We played with the elementary school kids and they would say, “shoot me!” which meant to shoot a picture of them. They were SO happy, friendly and welcoming. Julia Tomich and I have traveled to four continents together and I have never seen her so emotional. I taught them some hand games from my childhood and was sad to say goodbye after 30 minutes. On our tour, our guide also only had negative things to say about Zuma, however he had an interesting insight: He supports Zuma in power because he is putting a negative reputation on the ANC (African National Congress which was started by Mandela but shifted to be a corrupt power) and therefore allowing the ANC to finally lose support, which will promote a two-party system and democracy in the long run. People only voted for Zuma because they felt loyal to the ANC, not to Zuma, but regardless, our guide hoped that the ANC will finally lose power and it will strengthen other parties. After this township tour, we had a nice dinner with live music when Sonyah and I started a dance party in the restaurant. We followed the day with a theater performance about South African politics and barhopping with our new local friend Bianca. It was a great last night in Cape Town!
The South Africa travel was the most incredible experience of life!! With Conservation Global’s help, I experienced memories that will last a lifetime. From learning about sustainability in townships and wildlife conservatory at game reserves, to the social and economic issues that South Africa struggles with today, Conservation Global allowed me to be enthusiastic and engaged throughout our trip, as well as encouraged me to think about how my relationship with nature and the environment will affect future generations for years to come.

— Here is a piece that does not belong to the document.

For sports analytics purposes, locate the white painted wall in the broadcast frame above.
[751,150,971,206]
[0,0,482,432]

My week spent on Gondwana Game Reserve with Conservation Global was one of the most memorable experiences of my life. I was fortunate enough to travel to South Africa with Franklin University Switzerland on academic travel in the spring of 2015. Bonding with the staff and learning about the animals in their natural environment made for one incredible week. Each day was filled with activities and lectures that were as entertaining as they were educational. As a group we had a lecture in the morning either from a member of the knowledge staff or from a local expert. We learned about native bee populations and were treated to honey samples from the region and were given a demonstration on the practice of tagging and tracking animals on the reserve. Perhaps the most memorable was when we were taught how to properly handle a tranquilizer gun and had a competition to see who could get a bullseye! After the morning lecture, the group would split up for the safari in which the staff took great care to make sure we saw as many animals as possible. Later in the afternoon we would regroup for a drink and to admire the scenery. I have the utmost respect for Conservation Global and the work they are doing—hoping to return to South Africa soon!